Para o segundo, muitas vezes pode ser uma questão das circunstâncias da comunidade. Há terra arável onde a comunidade se encontra? Há leigos capazes em número suficiente para cultivar o solo? É possível perfurar um poço e cultivar têxteis? Estas circunstâncias são altamente específicas e sujeitas a alterações. Uma determinada comunidade pode começar por transportar água de uma fonte externa apenas para construir um poço dentro de alguns anos, da mesma forma com alimentos, têxteis e eletricidade. Felizmente, existem recursos cada vez mais vastos de informação acessível sobre agricultura sustentável, sistemas elétricos autônomos e formas independentes de criar tudo o que precisamos, desde brinquedos sexuais e instrumentos musicais até equipamento agrícola e medicamentos. Em uma situação ideal uma determinada comunidade pode se tornar totalmente independente do sistema existente, o que significa tornar-se independente do capitalismo e do estado. Embora isto seja muitas vezes inacessível no início ou impossível sem um apoio intercomunitário muito mais amplo, deveria ser um objetivo almejado.

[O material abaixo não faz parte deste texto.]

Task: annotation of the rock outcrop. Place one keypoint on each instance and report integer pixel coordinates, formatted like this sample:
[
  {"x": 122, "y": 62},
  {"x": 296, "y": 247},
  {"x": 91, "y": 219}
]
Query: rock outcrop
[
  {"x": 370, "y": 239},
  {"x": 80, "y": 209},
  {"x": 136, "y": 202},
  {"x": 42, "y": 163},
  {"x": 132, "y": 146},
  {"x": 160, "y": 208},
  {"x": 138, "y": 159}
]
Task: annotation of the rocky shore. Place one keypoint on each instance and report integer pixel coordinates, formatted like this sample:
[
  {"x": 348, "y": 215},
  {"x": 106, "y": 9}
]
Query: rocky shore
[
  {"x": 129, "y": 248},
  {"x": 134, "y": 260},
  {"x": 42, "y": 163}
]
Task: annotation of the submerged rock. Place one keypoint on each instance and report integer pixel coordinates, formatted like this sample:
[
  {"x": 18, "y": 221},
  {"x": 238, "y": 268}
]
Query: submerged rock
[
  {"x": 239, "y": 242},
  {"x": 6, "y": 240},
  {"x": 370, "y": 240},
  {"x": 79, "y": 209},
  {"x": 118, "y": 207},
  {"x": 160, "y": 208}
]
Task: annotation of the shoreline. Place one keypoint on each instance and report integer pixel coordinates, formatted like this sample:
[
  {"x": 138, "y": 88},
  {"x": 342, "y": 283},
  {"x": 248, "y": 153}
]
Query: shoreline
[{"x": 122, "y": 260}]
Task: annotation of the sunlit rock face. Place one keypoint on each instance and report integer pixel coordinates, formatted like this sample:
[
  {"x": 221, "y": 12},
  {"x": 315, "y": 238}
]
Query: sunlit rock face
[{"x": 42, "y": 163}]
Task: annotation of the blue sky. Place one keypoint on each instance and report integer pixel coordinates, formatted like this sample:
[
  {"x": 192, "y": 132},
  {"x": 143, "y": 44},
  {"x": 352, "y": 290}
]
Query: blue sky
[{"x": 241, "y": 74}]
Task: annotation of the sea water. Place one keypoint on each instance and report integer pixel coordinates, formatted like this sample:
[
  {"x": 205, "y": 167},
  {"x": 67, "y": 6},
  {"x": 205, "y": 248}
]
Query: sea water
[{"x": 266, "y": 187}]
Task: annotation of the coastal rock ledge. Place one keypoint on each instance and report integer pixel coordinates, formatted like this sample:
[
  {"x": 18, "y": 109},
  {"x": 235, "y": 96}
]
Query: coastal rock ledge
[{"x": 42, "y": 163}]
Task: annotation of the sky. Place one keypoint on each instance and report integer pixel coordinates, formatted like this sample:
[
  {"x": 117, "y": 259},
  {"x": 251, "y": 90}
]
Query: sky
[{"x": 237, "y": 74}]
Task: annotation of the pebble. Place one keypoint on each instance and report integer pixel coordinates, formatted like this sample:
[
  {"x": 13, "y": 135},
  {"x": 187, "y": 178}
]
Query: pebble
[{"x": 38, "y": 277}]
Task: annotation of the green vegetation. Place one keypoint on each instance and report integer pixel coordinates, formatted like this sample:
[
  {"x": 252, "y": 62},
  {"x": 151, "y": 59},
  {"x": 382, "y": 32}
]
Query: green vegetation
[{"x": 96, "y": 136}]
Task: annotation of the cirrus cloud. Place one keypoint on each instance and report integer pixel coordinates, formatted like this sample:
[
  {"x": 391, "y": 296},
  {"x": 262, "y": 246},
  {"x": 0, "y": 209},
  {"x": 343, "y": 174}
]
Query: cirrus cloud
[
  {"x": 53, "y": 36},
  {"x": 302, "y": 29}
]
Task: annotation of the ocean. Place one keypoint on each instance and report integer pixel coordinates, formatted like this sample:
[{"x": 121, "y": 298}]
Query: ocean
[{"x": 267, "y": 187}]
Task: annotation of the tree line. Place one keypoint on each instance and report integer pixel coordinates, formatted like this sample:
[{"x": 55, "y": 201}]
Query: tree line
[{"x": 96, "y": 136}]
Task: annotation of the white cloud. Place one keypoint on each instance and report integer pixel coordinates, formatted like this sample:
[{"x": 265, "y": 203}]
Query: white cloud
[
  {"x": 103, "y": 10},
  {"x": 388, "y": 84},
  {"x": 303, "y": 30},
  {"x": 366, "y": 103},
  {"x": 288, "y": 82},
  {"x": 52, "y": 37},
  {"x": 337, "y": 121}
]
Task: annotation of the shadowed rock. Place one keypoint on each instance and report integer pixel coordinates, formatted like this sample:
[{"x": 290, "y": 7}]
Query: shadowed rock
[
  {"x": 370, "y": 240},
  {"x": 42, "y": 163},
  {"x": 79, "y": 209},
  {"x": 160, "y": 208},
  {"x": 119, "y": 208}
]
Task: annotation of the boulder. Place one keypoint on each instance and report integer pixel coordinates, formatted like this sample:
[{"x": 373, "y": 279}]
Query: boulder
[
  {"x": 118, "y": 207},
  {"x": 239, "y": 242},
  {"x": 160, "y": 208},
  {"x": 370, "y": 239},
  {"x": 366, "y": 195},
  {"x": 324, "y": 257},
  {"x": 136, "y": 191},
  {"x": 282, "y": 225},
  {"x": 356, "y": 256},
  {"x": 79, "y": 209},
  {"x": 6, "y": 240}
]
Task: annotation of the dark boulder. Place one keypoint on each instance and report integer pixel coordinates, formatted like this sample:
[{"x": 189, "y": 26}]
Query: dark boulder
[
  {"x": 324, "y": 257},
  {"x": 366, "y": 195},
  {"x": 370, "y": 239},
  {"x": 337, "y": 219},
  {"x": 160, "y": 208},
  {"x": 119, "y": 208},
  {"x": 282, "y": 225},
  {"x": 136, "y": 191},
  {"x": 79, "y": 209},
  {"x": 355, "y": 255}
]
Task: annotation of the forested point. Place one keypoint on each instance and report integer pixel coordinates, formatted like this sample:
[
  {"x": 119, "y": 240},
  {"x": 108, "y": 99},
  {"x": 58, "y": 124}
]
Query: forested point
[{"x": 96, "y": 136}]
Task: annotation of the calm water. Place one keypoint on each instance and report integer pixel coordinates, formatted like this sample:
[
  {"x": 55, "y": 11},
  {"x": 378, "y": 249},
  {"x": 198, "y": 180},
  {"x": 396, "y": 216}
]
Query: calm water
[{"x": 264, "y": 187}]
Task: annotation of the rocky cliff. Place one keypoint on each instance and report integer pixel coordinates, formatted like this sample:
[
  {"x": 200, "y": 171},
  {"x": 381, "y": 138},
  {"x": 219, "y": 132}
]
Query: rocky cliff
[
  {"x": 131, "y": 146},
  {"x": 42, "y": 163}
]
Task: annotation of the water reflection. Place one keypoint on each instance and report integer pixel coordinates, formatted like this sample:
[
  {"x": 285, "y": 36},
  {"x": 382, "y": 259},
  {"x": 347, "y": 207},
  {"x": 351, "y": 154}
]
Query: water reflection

E daí se fizermos isso? O que acontece se desconsiderarmos as reivindicações do estado sobre cada árvore e cada extensão de terra, cada alimento que cresce naturalmente e cada corpo humano, para afirmar que todos os seres têm um direito à autonomia e que através da consagração da autonomia e do fornecimento ao corpo nós capacitamos a todos os seres que alcancem o Nibbana (iluminação, fim de Dukkha). O estado, eventualmente vendo uma ameaça ao seu poder, tentará policiar ou destruir completamente tais desafios. Através da tributação da Sangha para apoiar seus esforços militares imperiais e policiais, através de que qualquer comunidade siga os ditames do estado (lei) independentemente do que o Dhamma diz, como no serviço militar obrigatório, leis imorais, propriedade privada, privação de necessidades materiais para os pobres e a exigência de que qualquer terra usada pela comunidade seja adquirida através de propriedade privada regulamentada pelo estado, independentemente de estar sendo usada como propriedade financeira ou como uma terceira casa dos ricos. Existem muitas táticas que podemos empregar para evitar ou subverter a ira do estado, ofuscando projetos de construção, recusando os seus ditames e até mesmo defendendo as nossas comunidades com o uso da força quando o estado procurar nos erradicar. Podemos recorrer a práticas de ocupação de edifícios e terrenos não utilizados sem a permissão do estado, resistência não-violenta, autodefesa armada, práticas industriais e agrícolas sustentáveis, tomada de decisão igualitária e associação livre para criar uma Sangha e, definitivamente, um mundo livre de coerção e privação material. Nós podemos criar um mundo com liberdade e autonomia genuínas, um mundo onde ninguém passe fome, frio ou fique sem cuidados. Podemos criar o tipo de Terra Pura que conduz diretamente ao despertar, se trabalharmos juntos com intenção e força de vontade.

O caminho para um mundo belo e uma Sangha próspera não é isento de dificuldades. A prática é muitas vezes difícil e exige muito de nós. Somos solicitados a mudar a forma como pensamos e o que fomos condicionados a fazer e acreditar. No entanto, se seguirmos o Dhamma e vermos os outros como eles realmente são, então o amanhã poderá ser melhor, se trabalharmos juntos.